Preferential duty tariff that exporters can claim under the FTAs (free trade agreements) is not being fully utilised. Data shows that only 10 to 12 per cent of the entire trade is happening under the FTAs, said Ravi Capoor, Joint Secretary, Ministry of Commerce and Industry.

At an awareness programme organised by the Director General of Foreign Trade, Coimbatore in association with the Federation of Indian Export Organisations (FIEO) and EEPC India here, Capoor said “FTAs are the least understood. India has signed 16 trade agreements so far out of the 200 inked by various countries across the world between 2000 and 2015. Most of the agreements signed by India are with countries in the South-East Asian region.”

“While the partnering country to the agreement can avail itself of the preferential tariff agreed to by the group (of countries) amongst its members, it is not being utilised either due to lack of awareness or because of the exporter’s dependence on the clearing agent,” Capoor said. He urged the participants to look up the indiantradeportal and avail the concessional tariff.

“Every one can access the site for free, know the countries which are partners to the various trade agreement inked with India and the tariff advantage for the product. We are concerned that while we have the membership of these clubs, we have not taken advantage of it,” he said and admitted to the huge gap in data collection on export under FTA.

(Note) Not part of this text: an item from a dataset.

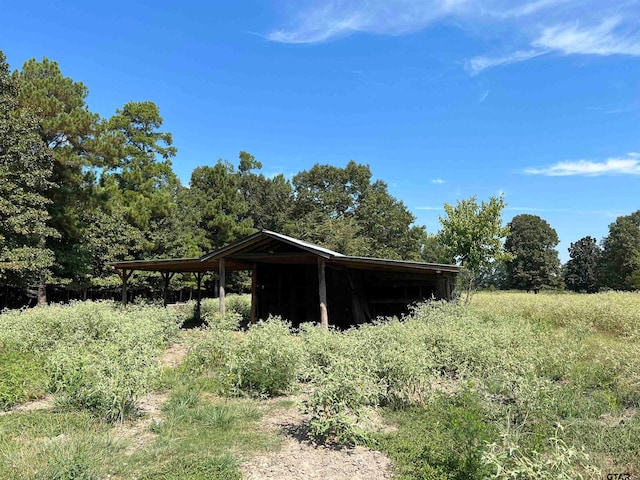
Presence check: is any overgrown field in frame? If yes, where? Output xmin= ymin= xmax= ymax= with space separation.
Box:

Justifying the reluctance/delay in signing the FTA with the European Union, he said “the EU has strength in areas such as wine, automobile and dairy products and is interested in selling these products to India. And, in a globalised environment, every country will look to manufacture products where it has the core competence/strength be it labour, raw material, technology, resources and so on.

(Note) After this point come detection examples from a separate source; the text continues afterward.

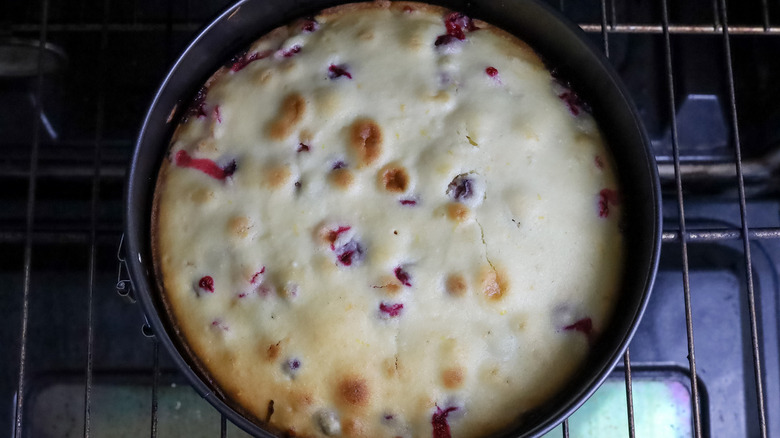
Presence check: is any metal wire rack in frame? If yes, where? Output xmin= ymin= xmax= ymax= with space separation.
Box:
xmin=0 ymin=0 xmax=780 ymax=438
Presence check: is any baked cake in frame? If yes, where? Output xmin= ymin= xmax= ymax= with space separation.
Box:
xmin=152 ymin=2 xmax=624 ymax=438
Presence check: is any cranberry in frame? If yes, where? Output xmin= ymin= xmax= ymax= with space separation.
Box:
xmin=279 ymin=44 xmax=301 ymax=58
xmin=336 ymin=240 xmax=363 ymax=266
xmin=563 ymin=318 xmax=593 ymax=338
xmin=198 ymin=275 xmax=214 ymax=293
xmin=211 ymin=319 xmax=230 ymax=331
xmin=301 ymin=17 xmax=320 ymax=33
xmin=282 ymin=358 xmax=301 ymax=377
xmin=328 ymin=64 xmax=352 ymax=79
xmin=393 ymin=266 xmax=412 ymax=287
xmin=431 ymin=406 xmax=458 ymax=438
xmin=447 ymin=173 xmax=474 ymax=201
xmin=444 ymin=12 xmax=478 ymax=40
xmin=379 ymin=302 xmax=404 ymax=318
xmin=173 ymin=149 xmax=236 ymax=180
xmin=433 ymin=35 xmax=460 ymax=47
xmin=598 ymin=189 xmax=620 ymax=217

“India is becoming a hub for small cars and textiles is another emerging area. Tariff will not be an issue 15 years down the line.”

Get the best standard “As the world moves towards non-tariff barriers, India will have to move up into high technology and high value added products to compete in the global market. Work towards getting the best standard,” Capoor said.

Speaking on the sidelines, he said the Commerce Ministry is analysing how the Trans Pacific Partnership would impact India. “The Centre for WTO studies is now doing a study on this. Signing the TPP would take another year or two.”